Suddenly, Cauthen plunged his three-pronged gig into a flounder, the first of the night. He measures it at 15 inches — one inch beyond legal size — and drops it into a keeper box where it flaps for a few minutes. The giggers point to another flounder that is little more than a silhouette in the mud. It’s borderline legal size. Cauthen gives it a nudge with the side of his gig, and he moves away. “I don’t like taking them when they are close,” he said.

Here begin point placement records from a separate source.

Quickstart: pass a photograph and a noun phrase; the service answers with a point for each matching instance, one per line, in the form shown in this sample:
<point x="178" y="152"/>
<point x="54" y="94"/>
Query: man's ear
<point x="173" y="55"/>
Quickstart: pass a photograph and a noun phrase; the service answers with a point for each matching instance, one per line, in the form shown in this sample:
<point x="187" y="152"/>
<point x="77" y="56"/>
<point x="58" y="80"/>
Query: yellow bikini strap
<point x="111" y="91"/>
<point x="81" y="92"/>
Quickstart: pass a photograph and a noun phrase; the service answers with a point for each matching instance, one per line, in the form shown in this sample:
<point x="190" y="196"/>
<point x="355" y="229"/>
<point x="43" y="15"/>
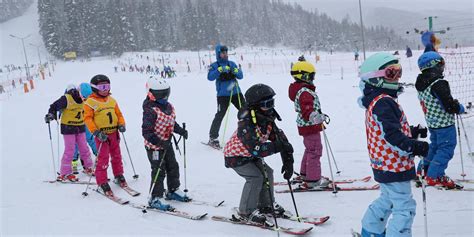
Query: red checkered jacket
<point x="383" y="155"/>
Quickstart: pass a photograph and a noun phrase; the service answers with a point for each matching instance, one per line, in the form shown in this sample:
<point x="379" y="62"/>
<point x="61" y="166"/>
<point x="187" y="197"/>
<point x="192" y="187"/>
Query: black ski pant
<point x="169" y="168"/>
<point x="222" y="104"/>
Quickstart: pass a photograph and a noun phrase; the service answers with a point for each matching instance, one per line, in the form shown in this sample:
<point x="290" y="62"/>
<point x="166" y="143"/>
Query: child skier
<point x="85" y="91"/>
<point x="391" y="148"/>
<point x="157" y="128"/>
<point x="439" y="108"/>
<point x="73" y="130"/>
<point x="309" y="121"/>
<point x="103" y="118"/>
<point x="257" y="137"/>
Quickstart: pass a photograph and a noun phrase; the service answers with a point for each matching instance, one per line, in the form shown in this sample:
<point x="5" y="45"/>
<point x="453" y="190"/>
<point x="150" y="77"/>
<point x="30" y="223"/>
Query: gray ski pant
<point x="255" y="192"/>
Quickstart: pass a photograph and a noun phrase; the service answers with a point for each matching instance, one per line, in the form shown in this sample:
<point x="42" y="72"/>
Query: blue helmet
<point x="85" y="89"/>
<point x="430" y="60"/>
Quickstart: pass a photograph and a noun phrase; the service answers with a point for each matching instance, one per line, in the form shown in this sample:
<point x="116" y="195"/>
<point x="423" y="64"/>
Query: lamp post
<point x="27" y="66"/>
<point x="37" y="50"/>
<point x="362" y="28"/>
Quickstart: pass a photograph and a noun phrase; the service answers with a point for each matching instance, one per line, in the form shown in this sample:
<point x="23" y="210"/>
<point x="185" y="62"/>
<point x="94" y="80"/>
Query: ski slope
<point x="31" y="207"/>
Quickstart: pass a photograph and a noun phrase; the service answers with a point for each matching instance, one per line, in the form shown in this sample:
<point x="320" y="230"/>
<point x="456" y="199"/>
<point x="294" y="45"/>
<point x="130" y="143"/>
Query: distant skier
<point x="255" y="138"/>
<point x="310" y="123"/>
<point x="225" y="74"/>
<point x="85" y="91"/>
<point x="439" y="108"/>
<point x="392" y="144"/>
<point x="105" y="120"/>
<point x="72" y="127"/>
<point x="157" y="129"/>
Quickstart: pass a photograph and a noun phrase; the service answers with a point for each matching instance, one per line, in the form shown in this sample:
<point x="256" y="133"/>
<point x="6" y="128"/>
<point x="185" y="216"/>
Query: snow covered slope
<point x="31" y="207"/>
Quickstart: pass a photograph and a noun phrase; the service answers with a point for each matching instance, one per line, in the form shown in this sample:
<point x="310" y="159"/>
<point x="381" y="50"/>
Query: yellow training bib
<point x="73" y="114"/>
<point x="104" y="114"/>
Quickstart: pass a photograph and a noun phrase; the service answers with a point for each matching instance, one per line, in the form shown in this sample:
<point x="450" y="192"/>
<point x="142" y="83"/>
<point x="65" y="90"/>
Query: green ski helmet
<point x="374" y="63"/>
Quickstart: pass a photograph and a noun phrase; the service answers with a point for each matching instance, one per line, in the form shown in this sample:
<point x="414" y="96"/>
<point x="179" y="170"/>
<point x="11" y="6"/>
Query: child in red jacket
<point x="309" y="121"/>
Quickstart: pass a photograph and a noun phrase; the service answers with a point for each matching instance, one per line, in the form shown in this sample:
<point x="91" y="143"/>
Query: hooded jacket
<point x="224" y="87"/>
<point x="440" y="90"/>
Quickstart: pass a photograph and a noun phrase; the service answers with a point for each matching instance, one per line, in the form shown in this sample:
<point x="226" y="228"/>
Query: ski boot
<point x="88" y="172"/>
<point x="322" y="183"/>
<point x="366" y="233"/>
<point x="160" y="204"/>
<point x="177" y="195"/>
<point x="443" y="182"/>
<point x="120" y="180"/>
<point x="74" y="165"/>
<point x="105" y="187"/>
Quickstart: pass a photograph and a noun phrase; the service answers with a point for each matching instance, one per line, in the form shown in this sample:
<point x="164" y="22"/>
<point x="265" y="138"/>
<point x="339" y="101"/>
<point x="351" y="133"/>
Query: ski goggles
<point x="267" y="104"/>
<point x="391" y="73"/>
<point x="101" y="87"/>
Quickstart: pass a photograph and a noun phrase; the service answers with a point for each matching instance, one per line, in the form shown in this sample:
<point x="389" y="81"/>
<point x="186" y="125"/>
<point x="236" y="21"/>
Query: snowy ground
<point x="32" y="207"/>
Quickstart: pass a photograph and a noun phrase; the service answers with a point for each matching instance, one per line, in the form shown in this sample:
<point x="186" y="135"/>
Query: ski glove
<point x="420" y="148"/>
<point x="418" y="131"/>
<point x="49" y="117"/>
<point x="100" y="135"/>
<point x="287" y="168"/>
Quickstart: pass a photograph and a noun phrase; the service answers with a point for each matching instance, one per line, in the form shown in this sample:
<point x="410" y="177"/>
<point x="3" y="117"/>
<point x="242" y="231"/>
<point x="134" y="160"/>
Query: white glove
<point x="316" y="117"/>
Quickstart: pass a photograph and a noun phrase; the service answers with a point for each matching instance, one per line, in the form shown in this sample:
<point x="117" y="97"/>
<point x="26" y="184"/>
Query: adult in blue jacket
<point x="225" y="74"/>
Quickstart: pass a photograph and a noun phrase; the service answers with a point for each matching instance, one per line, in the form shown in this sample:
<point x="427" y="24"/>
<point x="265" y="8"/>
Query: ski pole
<point x="424" y="195"/>
<point x="460" y="148"/>
<point x="52" y="150"/>
<point x="154" y="154"/>
<point x="184" y="163"/>
<point x="329" y="161"/>
<point x="84" y="194"/>
<point x="294" y="202"/>
<point x="267" y="184"/>
<point x="471" y="154"/>
<point x="135" y="175"/>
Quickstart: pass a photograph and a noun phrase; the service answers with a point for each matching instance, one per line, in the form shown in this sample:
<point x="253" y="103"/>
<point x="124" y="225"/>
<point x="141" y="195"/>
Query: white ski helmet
<point x="158" y="87"/>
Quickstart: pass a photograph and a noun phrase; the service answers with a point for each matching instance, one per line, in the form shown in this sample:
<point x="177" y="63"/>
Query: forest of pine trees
<point x="117" y="26"/>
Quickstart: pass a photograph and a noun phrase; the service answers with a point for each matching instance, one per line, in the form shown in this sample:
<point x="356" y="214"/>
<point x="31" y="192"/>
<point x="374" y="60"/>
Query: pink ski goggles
<point x="101" y="87"/>
<point x="391" y="73"/>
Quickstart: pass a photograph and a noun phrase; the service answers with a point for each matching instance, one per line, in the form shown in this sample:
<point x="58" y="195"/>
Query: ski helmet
<point x="260" y="95"/>
<point x="159" y="88"/>
<point x="304" y="71"/>
<point x="85" y="89"/>
<point x="376" y="62"/>
<point x="430" y="60"/>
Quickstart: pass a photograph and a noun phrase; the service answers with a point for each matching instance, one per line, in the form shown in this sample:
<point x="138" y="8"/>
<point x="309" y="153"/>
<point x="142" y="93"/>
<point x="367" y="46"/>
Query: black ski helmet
<point x="99" y="79"/>
<point x="257" y="94"/>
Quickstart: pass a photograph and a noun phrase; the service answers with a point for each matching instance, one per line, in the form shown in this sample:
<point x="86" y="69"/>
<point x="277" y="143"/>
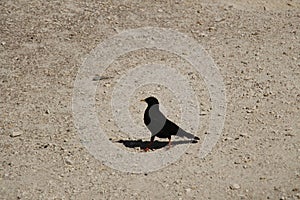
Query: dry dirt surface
<point x="256" y="46"/>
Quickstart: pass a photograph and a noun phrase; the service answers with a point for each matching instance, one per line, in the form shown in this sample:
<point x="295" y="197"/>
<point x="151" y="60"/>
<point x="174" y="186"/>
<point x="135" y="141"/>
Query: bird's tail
<point x="182" y="133"/>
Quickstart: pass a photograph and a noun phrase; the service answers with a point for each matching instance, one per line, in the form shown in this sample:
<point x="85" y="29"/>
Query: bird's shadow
<point x="156" y="144"/>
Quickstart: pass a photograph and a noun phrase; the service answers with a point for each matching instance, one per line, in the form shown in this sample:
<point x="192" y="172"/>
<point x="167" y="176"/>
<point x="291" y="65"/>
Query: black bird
<point x="159" y="125"/>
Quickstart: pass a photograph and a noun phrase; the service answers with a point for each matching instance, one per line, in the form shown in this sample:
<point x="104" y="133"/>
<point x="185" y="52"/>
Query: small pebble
<point x="68" y="161"/>
<point x="235" y="186"/>
<point x="187" y="190"/>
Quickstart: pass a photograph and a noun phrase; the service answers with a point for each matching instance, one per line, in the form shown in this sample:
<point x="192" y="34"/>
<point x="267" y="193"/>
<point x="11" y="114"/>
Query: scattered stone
<point x="235" y="186"/>
<point x="188" y="190"/>
<point x="16" y="133"/>
<point x="68" y="161"/>
<point x="98" y="78"/>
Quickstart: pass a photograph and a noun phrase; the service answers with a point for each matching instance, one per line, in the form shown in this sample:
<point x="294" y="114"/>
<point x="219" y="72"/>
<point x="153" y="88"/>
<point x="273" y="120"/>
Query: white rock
<point x="16" y="133"/>
<point x="235" y="186"/>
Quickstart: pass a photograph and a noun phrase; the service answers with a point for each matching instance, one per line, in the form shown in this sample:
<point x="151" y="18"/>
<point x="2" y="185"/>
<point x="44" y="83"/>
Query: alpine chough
<point x="159" y="125"/>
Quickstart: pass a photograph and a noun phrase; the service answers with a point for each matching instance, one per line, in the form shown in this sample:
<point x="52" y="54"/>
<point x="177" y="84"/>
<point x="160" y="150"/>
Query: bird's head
<point x="150" y="101"/>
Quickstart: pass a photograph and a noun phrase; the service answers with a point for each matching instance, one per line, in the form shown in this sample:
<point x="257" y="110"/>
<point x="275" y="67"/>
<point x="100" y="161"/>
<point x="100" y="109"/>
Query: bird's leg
<point x="150" y="144"/>
<point x="169" y="144"/>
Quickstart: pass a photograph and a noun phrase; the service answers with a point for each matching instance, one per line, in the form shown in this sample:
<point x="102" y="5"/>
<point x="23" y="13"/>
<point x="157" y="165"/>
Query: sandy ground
<point x="256" y="46"/>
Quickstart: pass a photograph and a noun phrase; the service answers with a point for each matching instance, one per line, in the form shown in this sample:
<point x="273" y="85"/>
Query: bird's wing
<point x="157" y="120"/>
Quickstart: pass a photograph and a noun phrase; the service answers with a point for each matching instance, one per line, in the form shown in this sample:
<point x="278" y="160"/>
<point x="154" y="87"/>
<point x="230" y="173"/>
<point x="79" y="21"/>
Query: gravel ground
<point x="256" y="46"/>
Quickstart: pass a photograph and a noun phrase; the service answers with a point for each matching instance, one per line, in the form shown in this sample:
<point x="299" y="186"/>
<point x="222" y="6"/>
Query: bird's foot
<point x="147" y="149"/>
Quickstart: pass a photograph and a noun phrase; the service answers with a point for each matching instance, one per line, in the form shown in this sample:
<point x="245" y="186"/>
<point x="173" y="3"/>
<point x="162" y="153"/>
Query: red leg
<point x="150" y="144"/>
<point x="169" y="144"/>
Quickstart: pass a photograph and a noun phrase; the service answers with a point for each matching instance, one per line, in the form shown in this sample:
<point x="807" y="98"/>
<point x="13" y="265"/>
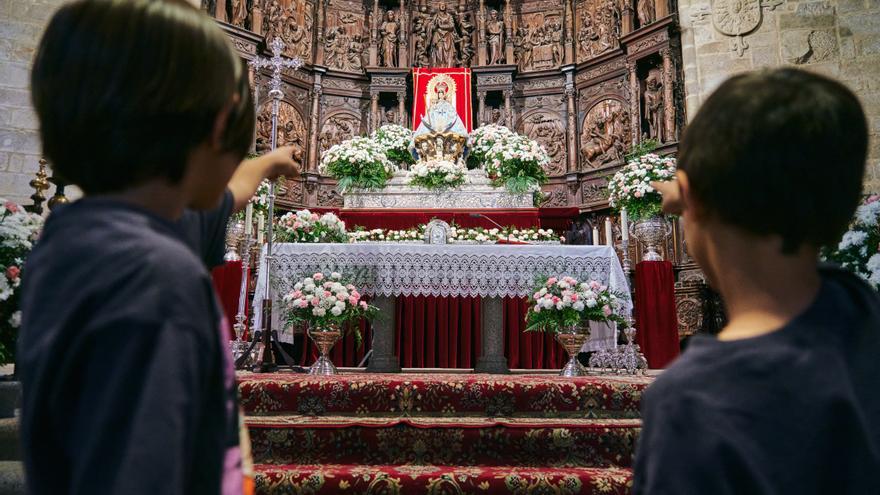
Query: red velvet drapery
<point x="227" y="282"/>
<point x="656" y="319"/>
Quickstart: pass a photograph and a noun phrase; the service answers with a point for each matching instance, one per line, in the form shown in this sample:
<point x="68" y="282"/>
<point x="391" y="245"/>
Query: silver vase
<point x="651" y="232"/>
<point x="572" y="339"/>
<point x="324" y="338"/>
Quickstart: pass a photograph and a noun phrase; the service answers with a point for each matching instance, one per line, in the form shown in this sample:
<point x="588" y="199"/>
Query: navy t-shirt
<point x="795" y="411"/>
<point x="125" y="386"/>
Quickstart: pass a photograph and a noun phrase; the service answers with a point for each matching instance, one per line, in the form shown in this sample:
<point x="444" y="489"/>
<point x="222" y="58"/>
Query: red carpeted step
<point x="455" y="441"/>
<point x="412" y="480"/>
<point x="457" y="395"/>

Rabon said an experienced gigger can tell when a flounder is legal size: 14 inches. “They actually look smaller under the water than they really are,” he said. Stick what looks like a 16-incher and pull out an 18.

Oh, this water. It’s tricky all right. Cauthen heads the wrong way up a creek before he checks his GPS and turns around. It makes members of the fishing party wonder how many giggers have spent the night at North Inlet lost in its maze of creeks until daylight.